I asked Jonathon to drop us on the Cove Loop Road, a good mile or so downroad from Gramps’s cabin.
That way, maybe I wouldn’t catch such an earful from Mama about hitching a ride with a stranger. And too, I didn’t want Katie laying eyes on a man in uniform.
The fi
rst thing Mama did when we got home that night was make a fuss over my arm. The next thing she did was make me pick a hickory twig for my whipping.
The first thing I did when I got home that night was hide the stick of dynamite I’d stolen from Jonathon Parker.
I do things different. It helps to remind yourself of that when you’ve got explosives stashed under the hem of your dress.
8
I do things different.
It helps to remind
yourself of that
when you’re trying
to keep a secret
as big as a
national park.
The next day I was near sick while the picture of our collapsing house burned in my brain. I twiddled the stick of dynamite that lay hidden beneath my mattress, and mulled over who I should confide in.

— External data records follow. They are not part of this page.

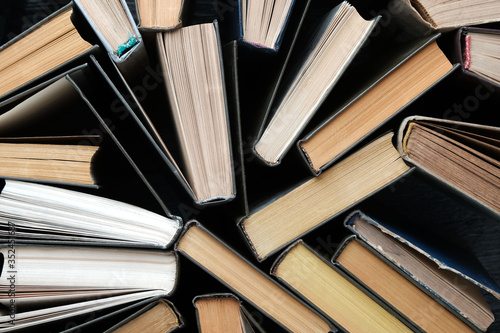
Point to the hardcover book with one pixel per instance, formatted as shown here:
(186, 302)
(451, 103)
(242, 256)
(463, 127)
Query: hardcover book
(445, 272)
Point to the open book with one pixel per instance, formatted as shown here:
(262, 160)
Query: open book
(331, 48)
(464, 156)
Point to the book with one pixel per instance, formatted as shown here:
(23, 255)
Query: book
(463, 156)
(350, 307)
(322, 59)
(447, 273)
(221, 313)
(473, 51)
(52, 42)
(211, 254)
(78, 280)
(116, 31)
(263, 22)
(359, 261)
(194, 82)
(414, 71)
(68, 104)
(425, 16)
(59, 159)
(158, 15)
(284, 218)
(42, 213)
(158, 317)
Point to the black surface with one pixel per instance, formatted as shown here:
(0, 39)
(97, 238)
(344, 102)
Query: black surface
(415, 197)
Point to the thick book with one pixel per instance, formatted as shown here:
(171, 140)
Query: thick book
(285, 217)
(66, 38)
(84, 102)
(112, 23)
(475, 50)
(414, 68)
(51, 43)
(348, 304)
(159, 15)
(330, 49)
(366, 266)
(445, 272)
(191, 62)
(190, 128)
(245, 280)
(222, 312)
(160, 316)
(262, 24)
(47, 214)
(462, 156)
(420, 17)
(78, 280)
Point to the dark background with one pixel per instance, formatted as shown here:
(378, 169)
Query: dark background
(416, 199)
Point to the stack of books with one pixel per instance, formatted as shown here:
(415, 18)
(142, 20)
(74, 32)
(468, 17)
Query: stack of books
(250, 166)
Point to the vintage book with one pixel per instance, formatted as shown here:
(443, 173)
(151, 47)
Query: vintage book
(322, 284)
(248, 282)
(463, 156)
(70, 34)
(36, 212)
(330, 50)
(447, 273)
(368, 268)
(159, 15)
(475, 50)
(263, 22)
(285, 218)
(60, 159)
(413, 71)
(221, 313)
(68, 104)
(425, 16)
(78, 280)
(160, 316)
(191, 62)
(112, 23)
(45, 46)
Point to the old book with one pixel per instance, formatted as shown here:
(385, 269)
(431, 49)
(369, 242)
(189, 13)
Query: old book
(78, 280)
(191, 63)
(221, 313)
(413, 73)
(424, 16)
(46, 45)
(215, 257)
(41, 213)
(475, 50)
(285, 218)
(463, 156)
(349, 306)
(263, 22)
(158, 317)
(447, 273)
(157, 15)
(337, 39)
(354, 257)
(112, 23)
(60, 159)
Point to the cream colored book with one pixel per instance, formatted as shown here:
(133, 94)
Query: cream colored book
(47, 283)
(191, 63)
(319, 199)
(335, 295)
(424, 16)
(159, 14)
(215, 257)
(327, 55)
(263, 21)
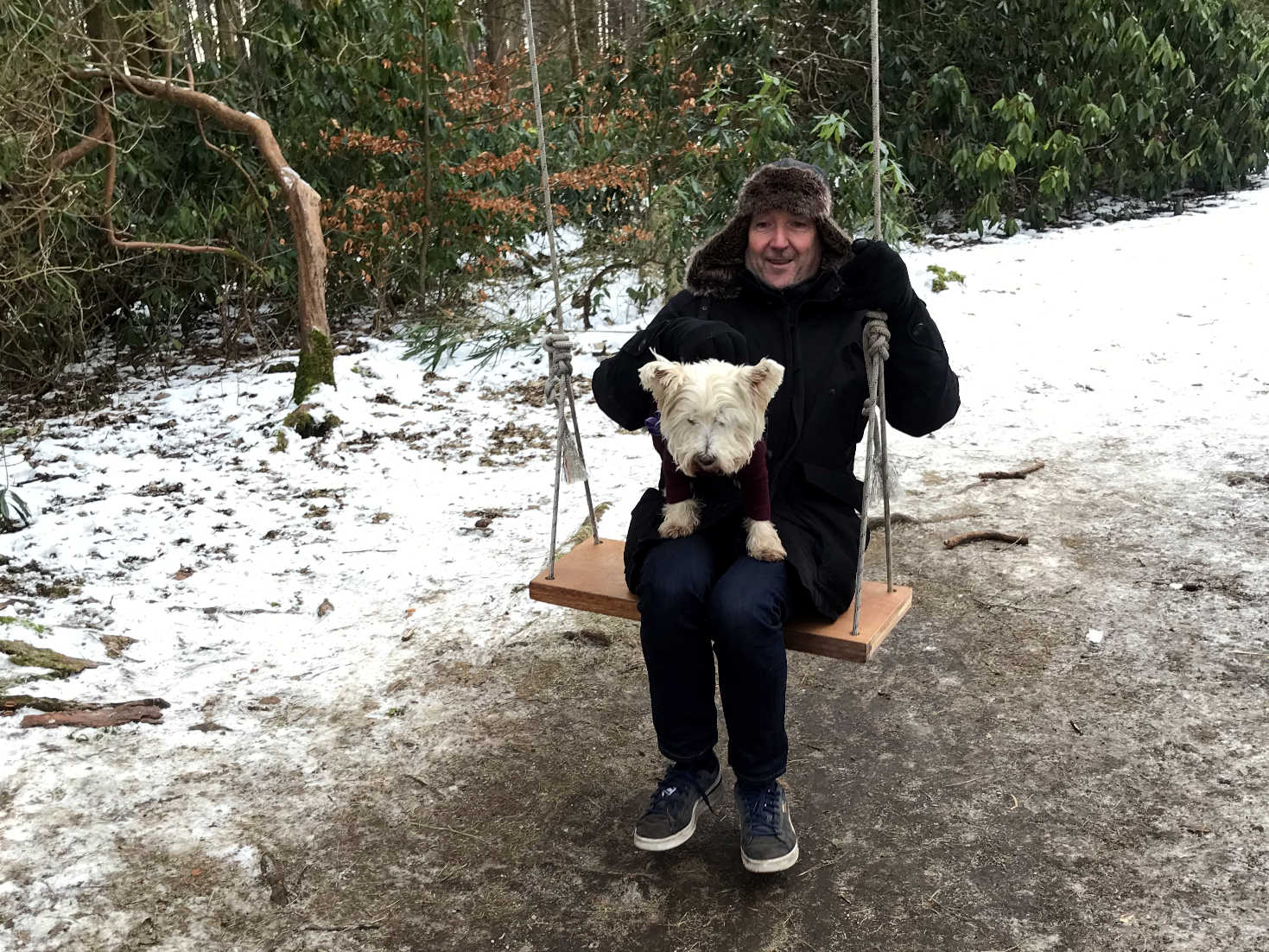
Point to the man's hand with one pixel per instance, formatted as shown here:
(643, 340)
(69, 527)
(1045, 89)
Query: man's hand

Mama? No. No way could I tell Mama her house had been torn down. Mama loved that house, with its big, airy windows and high ceilings and plank wood floors. To Mama, a house is a home, not just a building.
Pop? No. It’d take too long to send word. Dang it! Why couldn’t he be around like other dads?
Gramps? Next.
Katie? Katie . . .
Yeah. Katie!
“You must’ve heard him wrong, Autumn.” Katie fluffed the pillow behind her back and reclined on the bed again. She waved a fan that said Patterson’s Funeral Home in front of her flushed face and took a big gulp of water from the bucket I’d drawn, as I was still hauling all the water round here. Katie is on the plump side and wilts like a pansy in hot weather. After all the August rain, September had turned brutal hot. Katie had spent most of her recent days behind that paper fan. “Tell me again what he said.”
“He said that there wouldn’t be any hotels inside the park.”
“But the Cove isn’t inside the park.”
“It is now.”
“Well, that don’t mean—”
I sucked in a deep breath. Here goes. “They tore our house down, Katie.” I was surprised to hear my voice crack.
Katie sprang upright, and her shiny brown curls flopped forward over her broad shoulders. “They what? Who?”